Errrm lol, I'm the same bro. I will try and get some vid's from the last show, somebody has to have the vid of me picking Bulldog up ha ha, he has to weigh around 23 stone at the least


----------



## Guest (Nov 26, 2008)

> Unofficial Open Division Powerlifting Results
> 
> Men
> 
> ...


Brilliant stuff Chris well done !! a champ and record breaker !!!



> lol, my girlfriends gettin a bit worried seeing Mr Jenkins walking about my laptop screen all the time


i think someone should get some Chris Jenkins t shirts made !!!!


----------



## sofresh (Sep 9, 2008)

YOUR FRIEKEN HUGE!


----------



## supercell (Aug 23, 2005)

Massive well done mate, you must be buzzing. At the end of the day you may not have lifted what you wanted to but your total was beyond that of anyone else in your category, thats what really matters....THE WIN!!!

And people say that BBing is extreme! Thats some serious bodyweight to lose and then gain in a week (says he that has just gained 13 kg in 2.5 weeks!!!LOL)

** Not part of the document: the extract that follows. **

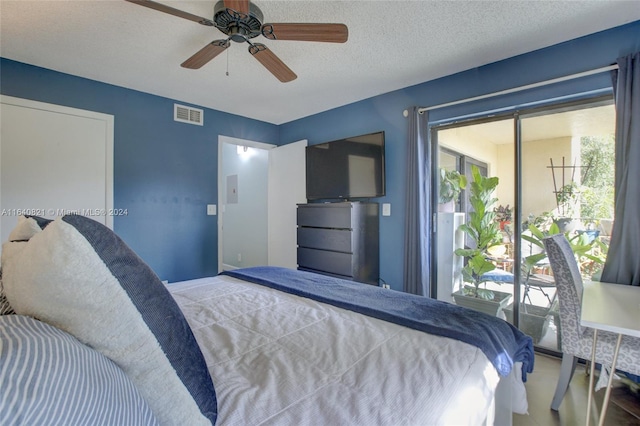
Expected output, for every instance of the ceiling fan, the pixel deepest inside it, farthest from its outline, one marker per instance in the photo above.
(241, 21)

Well done again Chris, I have huge respect and admiration for you. Day in day out, week in week out, year in year out....Total focus and dedication...The sign of a true champion!!!

J


----------



## chris jenkins (Aug 14, 2004)

Thats really nice of you lot, I dont think I have been to that big of a show before. It really did have the best of the best. There was one kid called Shawn Frankl, you have to look him up he is an absolute beast. There some great lads on this site and like James said it is a bit Extreme when you break it down and think about the weight loss. I'm going back up a weight class now and want to bench 600 pound.


----------



## supercell (Aug 23, 2005)

chris jenkins said:


> Thats really nice of you lot, I dont think I have been to that big of a show before. It really did have the best of the best. There was one kid called Shawn Frankl, you have to look him up he is an absolute beast. There some great lads on this site and like James said it is a bit Extreme when you break it down and think about the weight loss. I'm going back up a weight class now and *want to bench 600 pound*.


NICE!!! :thumb:

J


----------



## T_Woody (Jul 16, 2008)

Good job man, made it look easy tbh! Keep up the good work!


----------